The Chief Inspector publishes his inspection report on How the Home Office Tackles Illegal Working.

There are no reliable estimates for the numbers of migrants working illegally in the UK. They try to stay beneath the radar, and their employers are either negligent in respect of their obligations to check their employees’ ‘right to work’ or complicit in hiding such work from the authorities.

The Home Office acknowledges, and there is broad acceptance, that the actual and perceived ease of finding paid work is a significant ‘pull factor’ for migrants looking to enter the UK illegally or to remain here without the legal right to do so.

This inspection focused on the efficiency and effectiveness of efforts by the Home Office’s Immigration, Compliance and Enforcement (ICE) teams to tackle known and suspected instances of illegal working. ICE teams are part of Immigration Enforcement Directorate (IE). They have powers to interview, arrest and detain immigration offenders found working illegally. The inspection looked at whether these powers were being exercised in accordance with the law and with Home Office guidance. It also looked at the effectiveness of the IE team levying civil penalties against employers who had failed to comply with all regulations.

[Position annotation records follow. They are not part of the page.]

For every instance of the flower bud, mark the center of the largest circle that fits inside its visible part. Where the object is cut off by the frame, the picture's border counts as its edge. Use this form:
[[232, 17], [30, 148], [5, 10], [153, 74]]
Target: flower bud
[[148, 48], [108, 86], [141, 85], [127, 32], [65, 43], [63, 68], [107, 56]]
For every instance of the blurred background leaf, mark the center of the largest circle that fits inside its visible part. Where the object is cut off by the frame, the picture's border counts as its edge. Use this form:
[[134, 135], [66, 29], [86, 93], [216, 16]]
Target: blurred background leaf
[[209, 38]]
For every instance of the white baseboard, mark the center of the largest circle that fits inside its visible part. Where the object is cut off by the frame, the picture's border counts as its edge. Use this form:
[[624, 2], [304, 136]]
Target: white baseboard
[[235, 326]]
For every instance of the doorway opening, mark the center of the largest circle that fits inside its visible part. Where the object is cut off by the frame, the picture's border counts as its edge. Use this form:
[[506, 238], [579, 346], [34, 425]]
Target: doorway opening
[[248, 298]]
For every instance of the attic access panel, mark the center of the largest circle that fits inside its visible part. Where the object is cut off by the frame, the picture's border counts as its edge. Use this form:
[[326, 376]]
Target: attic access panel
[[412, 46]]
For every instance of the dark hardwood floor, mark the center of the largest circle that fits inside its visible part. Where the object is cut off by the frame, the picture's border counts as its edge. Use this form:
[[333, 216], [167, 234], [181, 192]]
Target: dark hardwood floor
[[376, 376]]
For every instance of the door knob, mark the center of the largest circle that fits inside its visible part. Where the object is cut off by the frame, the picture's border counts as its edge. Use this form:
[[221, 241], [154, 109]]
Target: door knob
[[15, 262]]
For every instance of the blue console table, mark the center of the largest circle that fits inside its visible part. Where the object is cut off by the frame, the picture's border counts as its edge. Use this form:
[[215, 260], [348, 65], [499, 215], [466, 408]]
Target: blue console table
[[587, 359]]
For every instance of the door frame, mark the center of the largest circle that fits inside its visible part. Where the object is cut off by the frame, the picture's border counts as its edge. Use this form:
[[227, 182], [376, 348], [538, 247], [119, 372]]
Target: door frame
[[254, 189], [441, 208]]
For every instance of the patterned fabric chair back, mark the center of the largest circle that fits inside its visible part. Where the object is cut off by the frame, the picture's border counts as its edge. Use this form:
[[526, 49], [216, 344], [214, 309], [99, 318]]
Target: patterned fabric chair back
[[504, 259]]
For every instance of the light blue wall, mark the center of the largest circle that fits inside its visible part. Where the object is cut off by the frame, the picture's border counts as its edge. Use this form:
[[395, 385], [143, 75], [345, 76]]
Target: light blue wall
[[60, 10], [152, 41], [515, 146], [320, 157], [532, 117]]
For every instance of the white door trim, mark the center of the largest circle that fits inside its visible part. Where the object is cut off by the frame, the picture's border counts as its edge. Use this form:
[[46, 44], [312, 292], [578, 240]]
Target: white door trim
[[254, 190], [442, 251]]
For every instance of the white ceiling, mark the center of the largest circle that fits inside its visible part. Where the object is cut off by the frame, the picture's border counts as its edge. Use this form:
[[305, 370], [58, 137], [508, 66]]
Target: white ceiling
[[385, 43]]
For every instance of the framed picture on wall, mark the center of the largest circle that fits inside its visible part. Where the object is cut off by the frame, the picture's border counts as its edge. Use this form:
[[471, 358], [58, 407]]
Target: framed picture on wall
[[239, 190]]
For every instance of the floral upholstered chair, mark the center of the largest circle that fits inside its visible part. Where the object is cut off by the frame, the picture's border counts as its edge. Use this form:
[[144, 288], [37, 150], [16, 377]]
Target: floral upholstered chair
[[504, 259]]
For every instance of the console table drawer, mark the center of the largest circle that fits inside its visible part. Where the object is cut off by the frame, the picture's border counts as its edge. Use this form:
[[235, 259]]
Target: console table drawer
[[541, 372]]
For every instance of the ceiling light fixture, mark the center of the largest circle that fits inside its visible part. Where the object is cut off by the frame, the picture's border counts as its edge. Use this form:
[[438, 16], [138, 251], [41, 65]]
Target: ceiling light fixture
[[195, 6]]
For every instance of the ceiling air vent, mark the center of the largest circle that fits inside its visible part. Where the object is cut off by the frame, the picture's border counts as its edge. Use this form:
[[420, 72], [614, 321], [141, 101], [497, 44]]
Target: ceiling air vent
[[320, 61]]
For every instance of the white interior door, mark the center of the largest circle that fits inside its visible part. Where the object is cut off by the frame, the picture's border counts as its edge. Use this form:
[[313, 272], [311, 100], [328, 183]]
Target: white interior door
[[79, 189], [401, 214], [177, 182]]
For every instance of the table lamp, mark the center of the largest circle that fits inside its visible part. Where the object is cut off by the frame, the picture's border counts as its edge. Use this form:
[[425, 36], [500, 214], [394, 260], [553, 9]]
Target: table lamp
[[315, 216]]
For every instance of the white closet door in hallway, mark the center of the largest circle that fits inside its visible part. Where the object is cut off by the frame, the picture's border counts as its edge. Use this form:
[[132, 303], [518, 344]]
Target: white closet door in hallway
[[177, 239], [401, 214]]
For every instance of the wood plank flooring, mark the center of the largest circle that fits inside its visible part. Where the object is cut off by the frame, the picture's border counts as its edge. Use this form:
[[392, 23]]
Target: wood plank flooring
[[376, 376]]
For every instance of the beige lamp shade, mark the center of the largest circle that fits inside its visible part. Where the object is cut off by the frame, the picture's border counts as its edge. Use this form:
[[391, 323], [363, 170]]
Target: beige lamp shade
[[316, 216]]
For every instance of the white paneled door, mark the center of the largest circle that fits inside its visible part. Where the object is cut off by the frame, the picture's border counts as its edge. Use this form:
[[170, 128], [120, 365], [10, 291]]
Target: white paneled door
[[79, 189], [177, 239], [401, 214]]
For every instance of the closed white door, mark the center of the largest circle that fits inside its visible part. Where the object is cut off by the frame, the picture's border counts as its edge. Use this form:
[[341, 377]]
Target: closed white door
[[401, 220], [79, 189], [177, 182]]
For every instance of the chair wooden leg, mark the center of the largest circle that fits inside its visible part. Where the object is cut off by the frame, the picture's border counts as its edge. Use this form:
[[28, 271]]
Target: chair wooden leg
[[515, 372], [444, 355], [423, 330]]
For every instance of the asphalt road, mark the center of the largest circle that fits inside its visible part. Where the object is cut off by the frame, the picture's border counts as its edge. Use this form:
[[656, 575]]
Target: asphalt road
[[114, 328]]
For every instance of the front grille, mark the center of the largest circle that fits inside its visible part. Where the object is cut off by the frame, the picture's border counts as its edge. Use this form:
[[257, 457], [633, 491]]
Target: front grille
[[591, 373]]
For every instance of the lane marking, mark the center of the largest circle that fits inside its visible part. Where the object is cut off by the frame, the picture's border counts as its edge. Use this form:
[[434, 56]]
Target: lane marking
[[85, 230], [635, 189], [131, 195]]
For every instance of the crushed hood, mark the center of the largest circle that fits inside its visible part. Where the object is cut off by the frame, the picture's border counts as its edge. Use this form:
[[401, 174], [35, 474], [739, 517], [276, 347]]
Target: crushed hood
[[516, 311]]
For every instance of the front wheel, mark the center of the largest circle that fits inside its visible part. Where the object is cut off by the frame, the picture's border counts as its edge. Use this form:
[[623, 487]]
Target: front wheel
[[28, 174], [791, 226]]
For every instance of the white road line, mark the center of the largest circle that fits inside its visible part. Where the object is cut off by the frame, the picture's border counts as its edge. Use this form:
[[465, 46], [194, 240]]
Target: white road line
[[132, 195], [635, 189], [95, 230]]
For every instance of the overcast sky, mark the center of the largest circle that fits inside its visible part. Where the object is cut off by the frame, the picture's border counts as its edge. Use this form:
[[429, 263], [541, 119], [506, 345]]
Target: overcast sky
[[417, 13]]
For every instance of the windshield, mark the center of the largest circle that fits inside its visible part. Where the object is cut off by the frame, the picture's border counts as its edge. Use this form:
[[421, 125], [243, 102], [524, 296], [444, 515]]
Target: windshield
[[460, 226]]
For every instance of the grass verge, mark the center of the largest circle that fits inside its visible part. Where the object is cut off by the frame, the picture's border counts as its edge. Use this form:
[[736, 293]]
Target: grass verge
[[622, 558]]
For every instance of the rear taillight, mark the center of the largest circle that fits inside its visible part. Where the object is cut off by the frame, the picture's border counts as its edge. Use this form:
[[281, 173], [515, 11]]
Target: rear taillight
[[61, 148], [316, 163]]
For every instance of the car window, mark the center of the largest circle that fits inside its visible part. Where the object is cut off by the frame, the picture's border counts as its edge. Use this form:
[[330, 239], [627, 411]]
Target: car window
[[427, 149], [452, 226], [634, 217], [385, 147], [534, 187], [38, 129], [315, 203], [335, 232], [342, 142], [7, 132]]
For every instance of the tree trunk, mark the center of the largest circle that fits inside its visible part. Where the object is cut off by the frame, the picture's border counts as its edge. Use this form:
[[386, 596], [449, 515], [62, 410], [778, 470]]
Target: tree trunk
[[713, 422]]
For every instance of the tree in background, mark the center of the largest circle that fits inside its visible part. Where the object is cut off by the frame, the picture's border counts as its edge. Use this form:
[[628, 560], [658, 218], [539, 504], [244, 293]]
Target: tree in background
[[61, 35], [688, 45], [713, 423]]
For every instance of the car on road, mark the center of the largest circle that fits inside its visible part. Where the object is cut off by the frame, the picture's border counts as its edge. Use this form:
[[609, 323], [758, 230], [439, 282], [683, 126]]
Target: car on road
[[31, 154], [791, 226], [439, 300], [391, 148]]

Prior to 2014, the primary focus for ICE teams was enforcement visits to businesses, mostly restaurants and takeaways, to locate and arrest illegal workers with a view to their enforced removal from the UK. In 2014, the emphasis shifted to ‘educational visits’ to encourage employers to comply with their obligations, and as a result to deny illegal migrants easy access to paid work and increase the numbers leaving the UK voluntarily.

The comparative effectiveness of this ‘new’ approach was hard to assess. However, the Home Office’s interim evaluation of an operation in the areas with the highest known numbers of illegal workers indicated that it had increased voluntary departures. Alongside this, the Home Office had identified and implemented, or had begun to implement, a number of improvements in related processes, for example: widening the allocation of biometric residence permits to make it easier for employers to check employees’ status; reviewing operational guidance and making it more accessible; enhancing local assurance regimes.

The inspection confirmed the need for these improvements and others. It found weaknesses and inconsistencies in operational training and practice. For example, after initial training, new ICE team members were mentored within their team, but this was not supported centrally and therefore varied in content and quality. Detailed examination of 293 official notebooks and other records identified poor record keeping and failures to comply with guidance (and, in some instances, with legislation) in relation to obtaining lawful entry to premises, pursuit of individuals away from target premises, cautioning, questioning and use of handcuffs.

The report makes eight recommendations with an emphasis on operational training, supervision and assurance.

The report was sent to the Home Secretary on 28 October 2015.